Prémio ‘Até ao interior e mais além’. Direção do Bloco

Ao fim de 22 anos, o Bloco de Esquerda realizou a sua primeira convenção fora de Lisboa. Vamos repetir: ao fim de 22 anos, o Bloco de Esquerda realizou a sua primeira convenção fora de Lisboa. E ainda há quem lamente as décadas que se tem demorado a fazer a regionalização no país. Neste fim de semana voltaram a ouvir-se as críticas de que o BE só se preocupa com o que se passa em Lisboa. Agora, além de Lisboa há também Matosinhos. Talvez um dia os bloquistas se aventurem pelo interior do país. Nos próximos 22 anos, tudo é possível.

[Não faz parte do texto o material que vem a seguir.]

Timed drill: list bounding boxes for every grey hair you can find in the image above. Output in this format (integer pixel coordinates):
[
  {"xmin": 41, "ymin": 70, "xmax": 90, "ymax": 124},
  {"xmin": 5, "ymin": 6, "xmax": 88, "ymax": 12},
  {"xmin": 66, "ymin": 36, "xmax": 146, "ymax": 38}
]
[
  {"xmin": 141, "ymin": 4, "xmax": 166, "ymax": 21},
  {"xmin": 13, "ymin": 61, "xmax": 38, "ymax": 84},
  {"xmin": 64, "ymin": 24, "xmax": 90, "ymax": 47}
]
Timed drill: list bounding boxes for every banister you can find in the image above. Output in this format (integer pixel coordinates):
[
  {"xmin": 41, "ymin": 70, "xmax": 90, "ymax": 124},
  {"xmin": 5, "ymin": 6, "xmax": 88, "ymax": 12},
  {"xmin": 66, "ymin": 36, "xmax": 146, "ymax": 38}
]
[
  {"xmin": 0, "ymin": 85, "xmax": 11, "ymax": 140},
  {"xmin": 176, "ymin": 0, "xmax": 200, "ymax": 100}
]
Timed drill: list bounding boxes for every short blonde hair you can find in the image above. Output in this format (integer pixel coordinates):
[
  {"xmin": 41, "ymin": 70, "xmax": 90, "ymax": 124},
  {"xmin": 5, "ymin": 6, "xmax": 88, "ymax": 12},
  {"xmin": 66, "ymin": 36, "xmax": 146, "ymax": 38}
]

Prémio Saco de Boxe. António Costa

O prémio saco de boxe vai para António Costa, mas se o primeiro-ministro tiver fair play dificilmente se ofenderá com as críticas do BE, a que já chamou “partido de mass media” — e não era um elogio — e “desertor”. A agressividade entre os dois partidos não é, por isso, incomum, mas esta convenção foi a primeira depois de o BE ter votado contra o Orçamento do Estado para 2020 e por isso foi preciso subir o volume das críticas e exigências. Antes da convenção, António Costa disse que os partidos se tinham “divorciado”; o Bloco pareceu assinar os papéis e citar diferenças irreconciliáveis (mas tudo enquanto garantia que estão só a dar um tempo).